Na RBS, sabíamos que essa seria uma Copa muito diferente, "um evento geopolítico antes de ser um evento de futebol", como definia o então diretor de redação de Zero Hora, Ricardo Stefanelli. Tocou a mim, como diretor de produto do grupo, comandar a enorme cobertura que se avizinhava com seus muitos desafios adicionais. Três deles: superar as dificuldades logísticas, do transporte à hospedagem; aproveitar para assimilar todos os aspectos do Mundial, mirando a Copa do Brasil dali a quatro anos, e capturar o impacto social, econômico e emocional do evento para a África e o Hemisfério Sul.
O primeiro desafio foi superado graças a dois admiráveis coordenadores. Cezar Freitas, na supervisão editorial, e Caio Klein, nas operações, garantiram uma Copa irretocável para os 22 profissionais da RBS na África e outros 300 na retaguarda, bem como para os milhões de leitores, ouvintes, telespectadores e usuários que nos acompanharam no Brasil. Para se antecipar à Copa no Brasil, a RBS também enviou um pelotão de executivos encarregados de conhecer e anotar todos os detalhes de um Mundial, do marketing à relação com a Fifa. Por fim, e não menos relevante, tomamos uma decisão ousada: convocamos para o time um profissional que passaria ao largo do futebol, o multitalentoso Manoel Soares, hoje uma estrela da Globo. Em 2010, na RBS TV, Manoel Soares já era o que o Brasil conhece hoje: uma usina de energia e criatividade.
Quando chegou a Joanesburgo, Manoel foi alojado em um dos hotéis credenciados pela Fifa, um dos três pontos da metrópole em que se dividira a equipe da RBS, mas não gostou do que encontrou. Aquilo ali podia ser muito confortável, mas não era a África que ele procurava. Em questão de horas, o inquieto Manoel já havia se tornado ídolo de nossos motoristas e se mudado para o coração do Soweto, o gigantesco bairro negro na periferia de Joanesburgo que fora o endereço de Nelson Mandela e de tantas outras lideranças contra o apartheid. Ao longo de um mês, Manoel produziu reportagens memoráveis sobre a África e também algumas apreensões, como quando decidiu comemorar seu aniversário de 30 anos saltando de bungee jump de uma das torres de uma usina desativada que se tornaram símbolo de Soweto.
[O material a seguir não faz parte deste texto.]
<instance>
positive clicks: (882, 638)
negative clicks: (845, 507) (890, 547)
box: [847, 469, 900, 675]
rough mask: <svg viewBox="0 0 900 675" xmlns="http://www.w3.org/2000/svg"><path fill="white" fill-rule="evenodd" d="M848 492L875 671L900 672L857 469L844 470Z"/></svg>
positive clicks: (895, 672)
Os veteranos, como Pedro Ernesto, Ruy Carlos Ostermann, David Coimbra, Maurício Saraiva e Zé Alberto, brilharam como sempre na hora decisiva, mas a Copa da África também consolidou outros talentos em ascensão além de Manoel Soares. Gabardo, Lucianinho e Potter, entre outros, voltaram do Mundial condecorados pela estreia em alto estilo. O que não deu certo foi a Seleção, miseravelmente abatida pela Holanda em Port Elisabeth, nas quartas de final. Só tive decepção maior no Mineirão, em 2014, quando testemunhei a poucos metros da goleira do Brasil a procissão de gols alemães, mas esse dia é melhor esquecer.
A derrota por 2 a 1 para a Holanda foi o fim da jornada do Brasil na África e de quase toda a equipe da RBS. Para levantar a moral, alugamos um ônibus e fomos passar um dia de folga em Walvis Bay, a meca do surfe sul-africano, além de nos permitirmos uma turistada num safári em um parque de elefantes.
Saímos da África, mas ela não saiu de nós. Sei que Manoel já regressou algumas vezes, e eu mesmo, tão positivamente encantado, retornei de férias com a família dois anos depois, para reencontrar amigos, rever sorrisos e desfrutar, sem obrigações, de um dos mais apaixonantes países do planeta.
Ah, e o primeiro verso do hino sul-africano, aquele que começa em língua xhosa, quer dizer "Deus abençoe a África". Que assim seja.